The first two years of productions from The New Theatre Group were shows I loved a lot. They were on my pre-Fringe Top 20 list for 2006 and delivered on my high expectations in a big way with Alan Berks' play How To Cheat (also a big hit with Mom). Fringe 2007, they were a returning favorite, but I hesitated, thinking Killer Smile by Steve Moulds would not be the kind of play I'd like. Boy, was I wrong. (And they've been using my crow-eating quote in their publicity ever since, "I'm not going to second guess New Theatre Group's next production. I'm just going to go.")
Well, I did go in Fringe 2008 to Trista Baldwin's American Sexy, of which neither Mom nor I were big fans. But we were in the minority. Not only did it get great audience and critical reviews, it got picked up for a remount in a showcase of emerging artists at the Guthrie.
Again last year, I went to see The New Theatre Group's latest Fringe offering, a double helping of Dominic Orlando, with his scripts Strong, and Little Green Men. Once more, I was in the minority. People I know whose opinion I respect loved the thing. Like all the other New Theatre Group productions, it was packed with amazing actors - Amy McDonald, Emily Gunyou Halaas, Terry Hempleman, Sasha Andreev. The curtain-raiser, Little Green Men, was fine. Strong drove me nuts. A psychologist has as her patients a serial killer, his friend a recovering child molester and former police detective, and the former child molester's victim who is now all grown up and in the police force herself, investigating the serial killer. No it isn't a soap opera. No it isn't a joke. That's the plot and cast of characters. Again, people loved this thing. I myself, just months later, found another script of Dominic Orlando's, The Sense of What Should Be, damn near perfect - one of the best theater experiences, new play or otherwise, I've had in years. But the Fringe show. Nope.
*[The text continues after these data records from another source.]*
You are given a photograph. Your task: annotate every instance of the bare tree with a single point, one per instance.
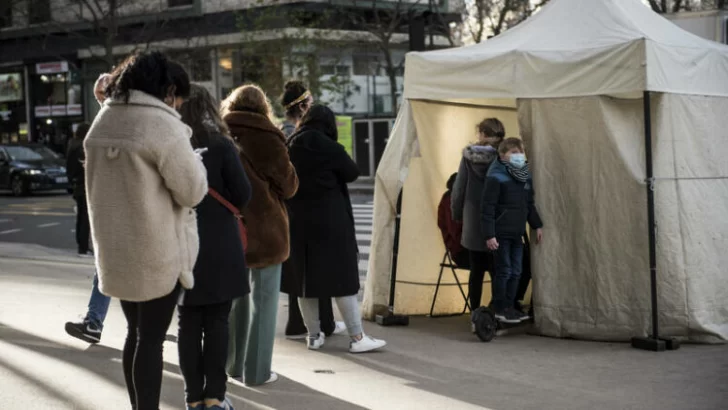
(383, 20)
(675, 6)
(282, 42)
(485, 18)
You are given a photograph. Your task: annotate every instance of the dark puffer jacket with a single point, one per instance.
(507, 205)
(468, 191)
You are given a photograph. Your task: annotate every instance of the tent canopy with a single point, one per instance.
(575, 48)
(553, 80)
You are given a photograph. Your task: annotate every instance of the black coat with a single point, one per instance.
(220, 272)
(507, 205)
(75, 169)
(324, 253)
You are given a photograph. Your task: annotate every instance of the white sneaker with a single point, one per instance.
(366, 344)
(297, 337)
(340, 328)
(315, 343)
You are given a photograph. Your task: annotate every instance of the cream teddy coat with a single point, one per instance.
(142, 180)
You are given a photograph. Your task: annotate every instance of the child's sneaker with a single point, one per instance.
(366, 344)
(225, 405)
(315, 343)
(339, 329)
(84, 330)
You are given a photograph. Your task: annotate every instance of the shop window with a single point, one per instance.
(180, 3)
(365, 65)
(329, 69)
(198, 64)
(39, 11)
(6, 15)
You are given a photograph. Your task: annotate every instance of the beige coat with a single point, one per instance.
(142, 180)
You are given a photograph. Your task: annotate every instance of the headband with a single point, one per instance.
(299, 99)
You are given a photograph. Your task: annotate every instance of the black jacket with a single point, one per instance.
(220, 272)
(324, 253)
(75, 169)
(507, 205)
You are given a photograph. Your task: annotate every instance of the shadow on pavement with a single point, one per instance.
(105, 362)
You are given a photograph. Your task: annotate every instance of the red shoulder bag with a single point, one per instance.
(236, 212)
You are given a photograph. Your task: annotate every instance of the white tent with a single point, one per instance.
(571, 80)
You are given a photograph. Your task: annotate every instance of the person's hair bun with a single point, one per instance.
(292, 90)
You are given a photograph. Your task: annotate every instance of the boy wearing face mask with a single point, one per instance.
(508, 203)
So, being 2 for 4 with good Fringe experiences with The New Theatre Group, I came into A Standing Long Jump cautious, but optimistic. The main reason this time, apart from Brian and his unwavering devotion to new work from living playwrights? One third of the cast is Mr. James Craven, an actor who I have loved in absolutely everything I've seen him do. A regular in the company at Penumbra Theatre, I have had the pleasure of seeing James Craven perform in new plays like Redshirts, and classics from the pen of August Wilson including The Piano Lesson, Gem of the Ocean, Fences, and Radio Golf. The man is a marvel to watch in action. If James Craven was coming to the Fringe, and Brian Balcom was bringing him, then I was going to that show, no question. And bringing Mom.
Standing in line at the Fringe a couple of days ago, a fellow Fringer was telling us how they enjoyed A Standing Long Jump but that it seemed audiences were divided. You either liked it, or you didn't. There wasn't any middle ground. Mom and I were a good test case for A Standing Long Jump, because we were split right down the middle. Mom enjoyed it. It drove me nuts. When we got out of the theater and were able to walk and talk it out, I was relieved she had a much more pleasant viewing experience than I did. And we tried to figure out why.
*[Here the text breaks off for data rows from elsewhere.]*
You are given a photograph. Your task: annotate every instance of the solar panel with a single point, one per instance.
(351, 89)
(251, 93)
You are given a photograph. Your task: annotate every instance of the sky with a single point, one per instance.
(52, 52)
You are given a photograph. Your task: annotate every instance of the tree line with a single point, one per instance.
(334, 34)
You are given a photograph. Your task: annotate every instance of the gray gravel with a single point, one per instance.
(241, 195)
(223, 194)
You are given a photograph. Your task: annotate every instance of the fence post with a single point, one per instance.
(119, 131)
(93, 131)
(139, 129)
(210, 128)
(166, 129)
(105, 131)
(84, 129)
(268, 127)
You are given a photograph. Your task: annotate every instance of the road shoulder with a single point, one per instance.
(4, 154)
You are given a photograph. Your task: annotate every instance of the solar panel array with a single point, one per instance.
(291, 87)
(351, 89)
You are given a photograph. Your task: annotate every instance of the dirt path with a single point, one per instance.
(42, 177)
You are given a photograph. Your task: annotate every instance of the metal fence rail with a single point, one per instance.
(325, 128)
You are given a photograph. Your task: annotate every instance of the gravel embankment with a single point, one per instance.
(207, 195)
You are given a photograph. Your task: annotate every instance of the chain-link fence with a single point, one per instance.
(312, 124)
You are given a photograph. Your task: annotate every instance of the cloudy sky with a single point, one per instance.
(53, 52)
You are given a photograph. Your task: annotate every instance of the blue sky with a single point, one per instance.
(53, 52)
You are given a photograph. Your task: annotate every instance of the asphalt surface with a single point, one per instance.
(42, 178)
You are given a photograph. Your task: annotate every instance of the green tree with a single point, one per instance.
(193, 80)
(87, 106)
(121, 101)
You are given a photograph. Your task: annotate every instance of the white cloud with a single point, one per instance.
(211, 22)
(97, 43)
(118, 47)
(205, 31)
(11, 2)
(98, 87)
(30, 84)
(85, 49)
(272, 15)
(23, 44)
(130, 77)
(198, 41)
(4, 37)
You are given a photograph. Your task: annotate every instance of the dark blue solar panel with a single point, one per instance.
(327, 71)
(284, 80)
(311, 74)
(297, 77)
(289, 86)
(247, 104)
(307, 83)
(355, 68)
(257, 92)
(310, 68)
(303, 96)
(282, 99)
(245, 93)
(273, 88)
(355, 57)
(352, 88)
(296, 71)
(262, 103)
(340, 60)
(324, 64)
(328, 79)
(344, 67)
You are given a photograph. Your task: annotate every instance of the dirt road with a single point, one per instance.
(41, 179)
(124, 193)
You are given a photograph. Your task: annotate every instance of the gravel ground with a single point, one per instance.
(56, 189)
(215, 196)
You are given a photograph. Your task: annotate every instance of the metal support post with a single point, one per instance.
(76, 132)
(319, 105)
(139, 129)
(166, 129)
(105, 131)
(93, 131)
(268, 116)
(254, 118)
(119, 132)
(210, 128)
Doc (Ali Rose Dachis) and Roy (James Craven) hang out at the same coffee shop every day. Doc has had her heart broken by her now ex-husband, twice. Roy keeps dreaming of the same former lover (not one of his three ex-wives) and waits for her to walk in that coffee shop door, adjusting "her" chair at his table. This slavish devotion to a romantic pipe dream drives Doc crazy, but her displeasure does not deter Roy. Doc's displeasure does draw the attention of... I want to say Ryan is the name of actor Namir Smallwood's character but I didn't write it down, it isn't in the program and it isn't online so we'll punt. Ryan is smitten with Doc instantly. They date. He proposes marriage. She laughs at the notion (not at him, but he is understandably upset by this response), and says no. Ryan disappears.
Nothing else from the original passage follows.